US college Purdue University is working on an artificial intelligence system to detect cracks captured in videos, which analyses them frame by frame.
Engineers Australia said a tiny crack in a bridge, dam or building can result in catastrophic consequences however, this system may soon be able to avert disasters.
The potential for unidentified, under-identified or misidentified structural damage is enormous throughout the construction world.
Structural inspection usually involves going through videos captured by automatic crack detection systems which is time-consuming and vulnerable to human error.
This system, developed by the university’s college of engineering will use an algorithm capable of tracking cracks from one frame on a video to the next.
Assistant Professor Mohammad R Jahanshahi believes it’s a “giant leap for inspection technology”, and is set to lead to reductions in accidents, deaths and maintenance costs.

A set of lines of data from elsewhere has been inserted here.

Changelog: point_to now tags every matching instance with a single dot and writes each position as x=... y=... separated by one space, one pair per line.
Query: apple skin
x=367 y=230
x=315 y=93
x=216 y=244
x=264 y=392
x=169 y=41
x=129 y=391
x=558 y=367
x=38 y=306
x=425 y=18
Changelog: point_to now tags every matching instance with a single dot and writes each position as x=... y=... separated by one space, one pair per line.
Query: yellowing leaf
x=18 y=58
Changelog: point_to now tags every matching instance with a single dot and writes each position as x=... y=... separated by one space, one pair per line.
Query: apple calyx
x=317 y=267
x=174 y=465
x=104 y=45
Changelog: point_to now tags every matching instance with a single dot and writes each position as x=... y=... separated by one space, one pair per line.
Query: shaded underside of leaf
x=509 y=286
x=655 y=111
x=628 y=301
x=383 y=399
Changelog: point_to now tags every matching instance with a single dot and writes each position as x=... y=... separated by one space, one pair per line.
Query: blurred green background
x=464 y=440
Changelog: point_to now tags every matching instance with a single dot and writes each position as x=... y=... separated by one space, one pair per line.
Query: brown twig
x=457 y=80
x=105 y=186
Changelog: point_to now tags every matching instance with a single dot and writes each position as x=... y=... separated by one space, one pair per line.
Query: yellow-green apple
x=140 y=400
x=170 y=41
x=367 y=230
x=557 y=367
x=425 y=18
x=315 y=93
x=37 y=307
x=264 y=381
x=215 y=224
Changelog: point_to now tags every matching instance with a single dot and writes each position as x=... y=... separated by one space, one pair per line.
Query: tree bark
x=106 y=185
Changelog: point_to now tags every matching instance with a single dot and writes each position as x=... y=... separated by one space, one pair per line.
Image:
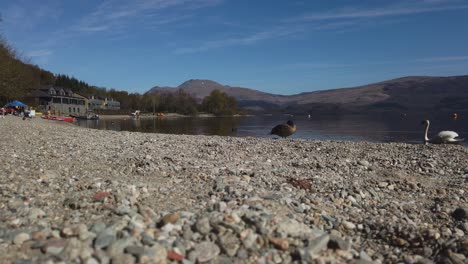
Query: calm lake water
x=376 y=128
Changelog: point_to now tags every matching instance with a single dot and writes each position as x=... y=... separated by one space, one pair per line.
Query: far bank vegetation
x=18 y=78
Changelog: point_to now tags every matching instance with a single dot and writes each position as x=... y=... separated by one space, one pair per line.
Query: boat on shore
x=86 y=117
x=59 y=118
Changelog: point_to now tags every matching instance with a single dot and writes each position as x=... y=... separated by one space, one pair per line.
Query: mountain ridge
x=404 y=93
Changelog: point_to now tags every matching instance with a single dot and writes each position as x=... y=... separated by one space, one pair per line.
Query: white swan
x=444 y=137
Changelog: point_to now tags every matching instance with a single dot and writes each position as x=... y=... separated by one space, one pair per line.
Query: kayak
x=59 y=118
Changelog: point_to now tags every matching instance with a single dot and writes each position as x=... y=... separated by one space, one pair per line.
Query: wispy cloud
x=27 y=16
x=327 y=65
x=407 y=8
x=247 y=39
x=38 y=56
x=448 y=58
x=39 y=53
x=118 y=14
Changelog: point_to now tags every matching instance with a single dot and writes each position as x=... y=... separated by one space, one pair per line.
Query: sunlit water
x=377 y=128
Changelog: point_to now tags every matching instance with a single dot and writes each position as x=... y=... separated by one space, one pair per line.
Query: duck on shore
x=284 y=130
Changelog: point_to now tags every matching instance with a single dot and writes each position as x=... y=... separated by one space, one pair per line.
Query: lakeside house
x=59 y=101
x=97 y=103
x=63 y=101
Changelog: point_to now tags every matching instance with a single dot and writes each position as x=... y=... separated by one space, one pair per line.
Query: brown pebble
x=279 y=243
x=170 y=218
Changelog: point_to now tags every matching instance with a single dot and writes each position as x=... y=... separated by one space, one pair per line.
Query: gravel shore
x=75 y=195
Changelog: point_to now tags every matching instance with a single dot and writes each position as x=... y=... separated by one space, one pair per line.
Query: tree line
x=18 y=78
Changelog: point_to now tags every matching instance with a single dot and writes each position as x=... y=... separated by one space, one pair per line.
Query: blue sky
x=282 y=47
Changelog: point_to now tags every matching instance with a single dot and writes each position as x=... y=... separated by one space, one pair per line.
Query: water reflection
x=389 y=127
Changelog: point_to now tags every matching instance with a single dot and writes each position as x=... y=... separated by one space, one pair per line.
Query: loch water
x=385 y=127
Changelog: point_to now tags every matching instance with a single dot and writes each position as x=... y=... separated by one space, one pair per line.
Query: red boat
x=59 y=118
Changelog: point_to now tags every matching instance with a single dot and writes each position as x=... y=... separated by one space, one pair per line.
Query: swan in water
x=284 y=130
x=444 y=137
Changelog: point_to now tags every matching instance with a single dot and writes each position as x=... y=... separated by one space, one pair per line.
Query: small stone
x=67 y=232
x=154 y=254
x=54 y=246
x=105 y=238
x=35 y=213
x=174 y=256
x=364 y=163
x=460 y=213
x=117 y=247
x=20 y=238
x=39 y=235
x=279 y=243
x=91 y=261
x=206 y=251
x=349 y=225
x=203 y=226
x=135 y=250
x=171 y=218
x=229 y=243
x=337 y=242
x=293 y=228
x=317 y=245
x=383 y=184
x=100 y=196
x=123 y=259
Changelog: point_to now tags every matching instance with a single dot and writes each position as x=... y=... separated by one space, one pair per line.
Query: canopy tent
x=15 y=103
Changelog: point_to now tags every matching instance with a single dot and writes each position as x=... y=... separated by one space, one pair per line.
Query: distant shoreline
x=168 y=115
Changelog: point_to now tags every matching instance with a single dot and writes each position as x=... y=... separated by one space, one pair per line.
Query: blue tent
x=15 y=103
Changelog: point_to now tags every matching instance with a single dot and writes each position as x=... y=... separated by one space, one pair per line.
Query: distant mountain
x=402 y=94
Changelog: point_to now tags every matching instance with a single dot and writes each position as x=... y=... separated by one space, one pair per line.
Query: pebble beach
x=76 y=195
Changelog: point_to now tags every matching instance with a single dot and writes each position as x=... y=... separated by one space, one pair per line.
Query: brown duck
x=284 y=130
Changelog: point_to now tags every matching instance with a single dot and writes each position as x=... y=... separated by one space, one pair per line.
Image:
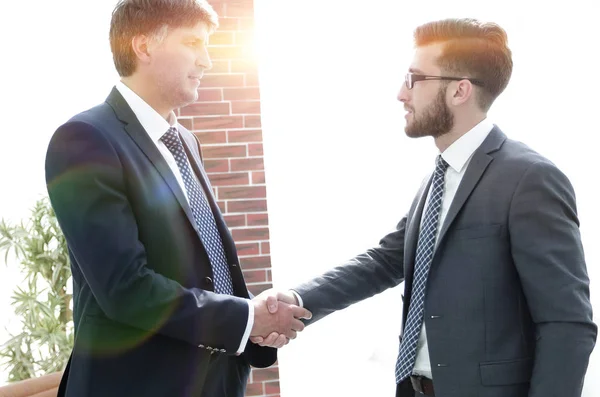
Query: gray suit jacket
x=507 y=305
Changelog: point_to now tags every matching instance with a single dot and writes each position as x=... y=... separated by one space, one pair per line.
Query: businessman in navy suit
x=496 y=291
x=160 y=305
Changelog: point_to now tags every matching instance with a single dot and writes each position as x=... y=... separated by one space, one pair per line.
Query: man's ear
x=141 y=48
x=462 y=93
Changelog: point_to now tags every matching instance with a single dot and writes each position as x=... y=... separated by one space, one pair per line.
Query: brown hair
x=149 y=17
x=472 y=49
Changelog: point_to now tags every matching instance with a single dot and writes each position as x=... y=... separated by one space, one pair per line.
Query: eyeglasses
x=412 y=78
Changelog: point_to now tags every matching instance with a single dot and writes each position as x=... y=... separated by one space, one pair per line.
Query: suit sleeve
x=547 y=251
x=362 y=277
x=88 y=192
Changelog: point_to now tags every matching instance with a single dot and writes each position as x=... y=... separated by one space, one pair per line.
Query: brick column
x=227 y=121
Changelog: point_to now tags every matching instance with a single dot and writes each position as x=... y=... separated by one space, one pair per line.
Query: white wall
x=341 y=172
x=333 y=67
x=55 y=62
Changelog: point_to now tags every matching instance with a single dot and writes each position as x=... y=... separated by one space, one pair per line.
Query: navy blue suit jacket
x=507 y=306
x=146 y=321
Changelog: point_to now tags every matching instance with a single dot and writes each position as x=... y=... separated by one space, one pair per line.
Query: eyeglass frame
x=424 y=77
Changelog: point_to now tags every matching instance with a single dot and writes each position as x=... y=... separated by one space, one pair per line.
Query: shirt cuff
x=298 y=298
x=248 y=327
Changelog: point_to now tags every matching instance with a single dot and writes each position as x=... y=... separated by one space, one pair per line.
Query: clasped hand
x=276 y=318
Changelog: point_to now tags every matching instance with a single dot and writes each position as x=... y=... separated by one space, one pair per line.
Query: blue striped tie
x=425 y=249
x=205 y=220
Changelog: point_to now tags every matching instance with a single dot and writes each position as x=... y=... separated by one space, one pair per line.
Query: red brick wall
x=227 y=121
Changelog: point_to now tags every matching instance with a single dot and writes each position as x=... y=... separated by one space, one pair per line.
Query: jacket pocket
x=507 y=372
x=478 y=231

“It lets the computer do the hard work,” Prof. Jahanshahi said. “[It] provides a human operator with quantitative information about the crack, such as the thickness and the length of the crack.”
The operator is then able to review the video and note specific frames referenced by the software to determine what action is needed.
The engineering team has tested the software on 20 nuclear power plant inspection videos.
The results show the method was more robust than any other approach. The system also offers many potential applications such as detecting cracks on large buildings, roads and wind turbines.
Professor Jahanshahi believes the system will become even more useful as robots and drones are deployed to collect large amounts of visual data.